Geostationary-Satellite Orbit

Description

Geostationary-Satellite Orbit (GSO) refers to a specific high-altitude orbit used for telecommunications satellites. A satellite in GSO is positioned at an altitude of approximately 35,786 kilometers directly above the Earth's equator. At this altitude, the satellite's orbital period is exactly 24 hours, synchronizing with the Earth's rotational period. Consequently, when observed from the ground, the satellite appears stationary in the sky. This characteristic is crucial for establishing fixed ground antenna pointing, simplifying the ground station and user terminal design, as they do not need to track satellite movement.

Within the 3GPP framework, starting from Release 15, GSO satellites are defined as a component of Non-Terrestrial Networks (NTN). The 3GPP specifications define the technical parameters for integrating GSO satellites into the 5G NR radio access network. This includes defining the specific radio characteristics, such as the very large propagation delay (approximately 250 ms one-way) and Doppler shift characteristics, which are negligible for GSO compared to Low Earth Orbit (LEO) satellites due to the fixed relative position. The radio interface must be adapted to handle these unique channel conditions.

The system architecture for GSO-based NTN involves the satellite acting as a radio relay node, or in some scenarios, a base station (gNB). The satellite communicates with User Equipments (UEs) on the service link and with a ground-based gateway station on the feeder link. The gateway then connects to the 5G core network. Key challenges addressed in the specifications include timing advance management for the enormous delay, handling of discontinuous coverage (for regenerative payloads), and mobility procedures adapted for a virtually fixed cell from the user's perspective. The radio specifications (e.g., 38.101, 38.306) define frequency bands, UE requirements, and performance aspects for operation with GSO satellites.

Purpose & Motivation

The integration of GSO satellites into 3GPP standards was motivated by the need to provide seamless global coverage, including in remote, maritime, and aerial areas where terrestrial networks are economically or physically impractical to deploy. Traditional terrestrial cellular networks have coverage gaps that satellites are uniquely positioned to fill. GSO satellites, with their fixed footprint covering roughly a third of the Earth's surface, offer a proven and reliable method for broadcast and wide-area communications.

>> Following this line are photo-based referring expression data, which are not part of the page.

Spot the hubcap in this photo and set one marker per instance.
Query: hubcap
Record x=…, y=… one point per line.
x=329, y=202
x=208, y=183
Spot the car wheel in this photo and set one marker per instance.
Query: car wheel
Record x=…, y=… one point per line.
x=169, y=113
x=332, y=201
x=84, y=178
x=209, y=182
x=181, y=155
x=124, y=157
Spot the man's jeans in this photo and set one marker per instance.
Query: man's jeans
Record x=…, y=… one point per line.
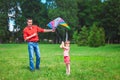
x=33, y=47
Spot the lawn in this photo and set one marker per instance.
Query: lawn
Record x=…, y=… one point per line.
x=102, y=63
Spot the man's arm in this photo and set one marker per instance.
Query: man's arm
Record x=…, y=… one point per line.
x=49, y=30
x=30, y=36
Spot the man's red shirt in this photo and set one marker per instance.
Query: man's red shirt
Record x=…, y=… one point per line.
x=29, y=31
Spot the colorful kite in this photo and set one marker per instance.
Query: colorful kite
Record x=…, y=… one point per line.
x=58, y=21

3GPP's work on NTN, including GSO, aims to unify terrestrial and non-terrestrial networks under a single 5G system architecture. This creates a true global network, enabling service continuity for users moving between terrestrial and satellite coverage. It also allows for new use cases like massive IoT sensor networks in remote areas, backhaul for terrestrial networks, and communications for transportation sectors (aviation, shipping). GSO was included alongside LEO and MEO orbits to provide a range of solutions balancing coverage area, latency, and infrastructure cost, with GSO offering the advantage of continuous coverage over a vast region with a small number of satellites.